Tuesday, July 26, 2011
Breakfast at Stonebrook
There's a cauldron thing at one of the beaches in this neighborhood. You can light a fire in it and do things with the fire, such as poking the fire, warming yourself by the fire, or roasting food in the fire. Best of all, it's free! Unlike the public barbecues where you must shell out twelve bucks for a pack of automagically appearing hot dogs, you can just bring your own meat or produce to the cauldron and char it until it is edible. (Especially helpful for fish, which sims cannot eat raw.) It even provides its own chairs.
He clearly does not recognize the awesomeness of the cauldron thing. Instead he's just going to stand there and cry because he doesn't have a house to eat in.
"I want one with walls and a roof and a stove and a refrigerator, and I want it on a rainbow!"
So unreasonable, jeez.
"I'm sick of looking at this beautiful view every morning! It terrifies me and makes me want to throw up!"
"And I'm sick of walking everywhere, so a car would be nice!"
Apparently she'd had enough, because she got up out of her teleporting chair to yell at him. The conversation appeared to go something like this:
"Look, I want steak too, but instead we have weirdly oversized minnow filets and a cauldron. So shut up."
"No! I know exactly who to blame for this!"
"It's HIS fault! If he'd started butchering cows instead of learning to fish, we WOULD have steak!"

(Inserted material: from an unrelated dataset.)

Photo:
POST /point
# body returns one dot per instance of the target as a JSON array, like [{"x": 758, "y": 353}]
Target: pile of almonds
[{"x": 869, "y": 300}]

She did not seem impressed.
"What, and now you're just going to sit down and roast a fish that I gave you because you fail at catching your own?"
"Bite me."
"Right, I'm out of here and I'm not sharing any more of my fish with you. Have fun with the creepy old man who just showed up."
"...The creepy old man?"
That's right! A wild Herbert had appeared!

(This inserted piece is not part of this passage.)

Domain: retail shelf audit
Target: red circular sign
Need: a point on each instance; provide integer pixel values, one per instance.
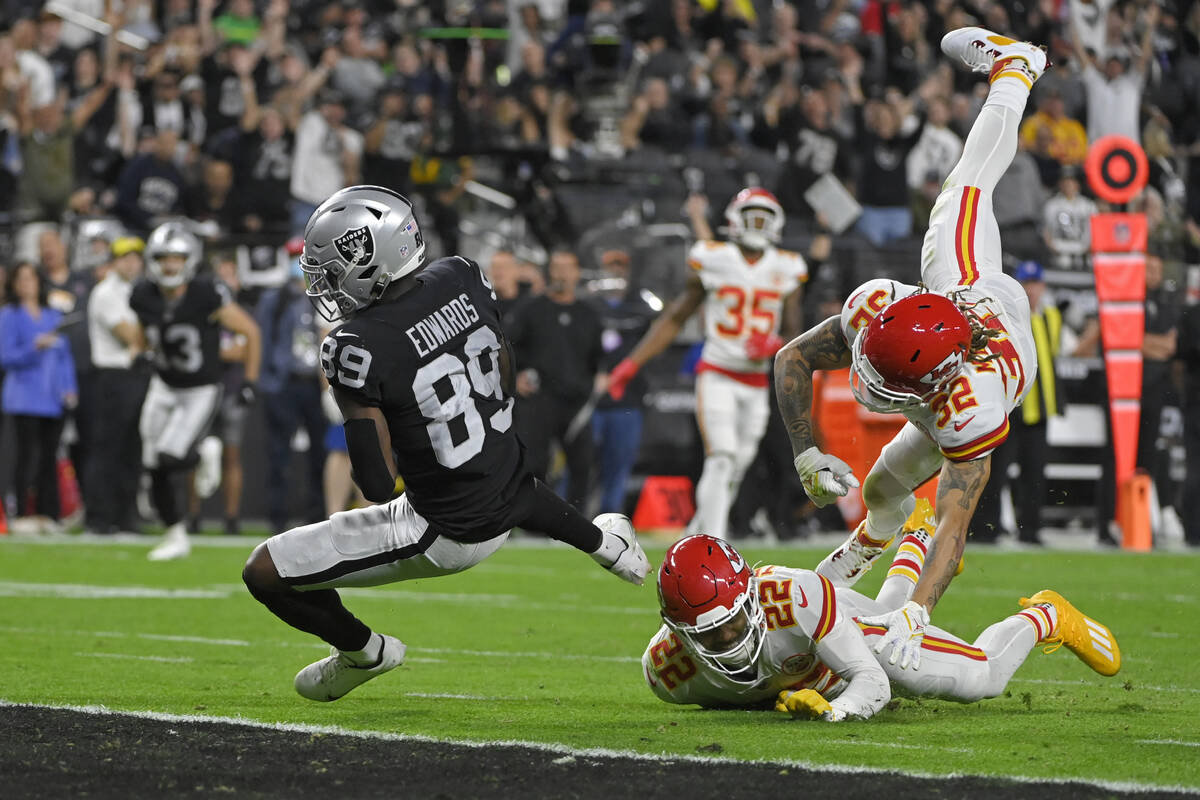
(1116, 168)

Herbert used Creeper Stare!
It's super effective!
The others tried to ignore him, but he wasn't interested in them anyway.
Herbert used Inappropriate Thoughts! Please go away, Herbert. Nobody likes you.
Minnow Filet used Catch Fire! Its flavor is ruined!
Tuesday, July 19, 2011
Continuing (Mis)adventures in CAS
I'm still attempting to fix this sim.
Sure, it looks better right up until you zoom in and notice that the texture on her cheeks is an utter disaster, and also that MILK MUSTACHE HAS RETURNED.
Many, many alterations later some of the issues have been cleared u--
Oh hell.
That's it, I'm done for now. I'll just go check in on some of my other families.
...Oops. How long have you been living like this?
Visiting the beach, huh? It's miles away, so why aren't you taking a cab?
No, seriously, it's miles away!
And why are YOU jogging home, old man? It's even more miles away! You are an idiot...
...And this is why everyone hates you.
Finally, a real house! He danced a jig.
Actually, he was just stretching, but whatever.
Edit:
HA.
Please don't ruin this for me.
Okay, whew. Still stupid pudding expressions, but at least pignose and milk mustache are gone.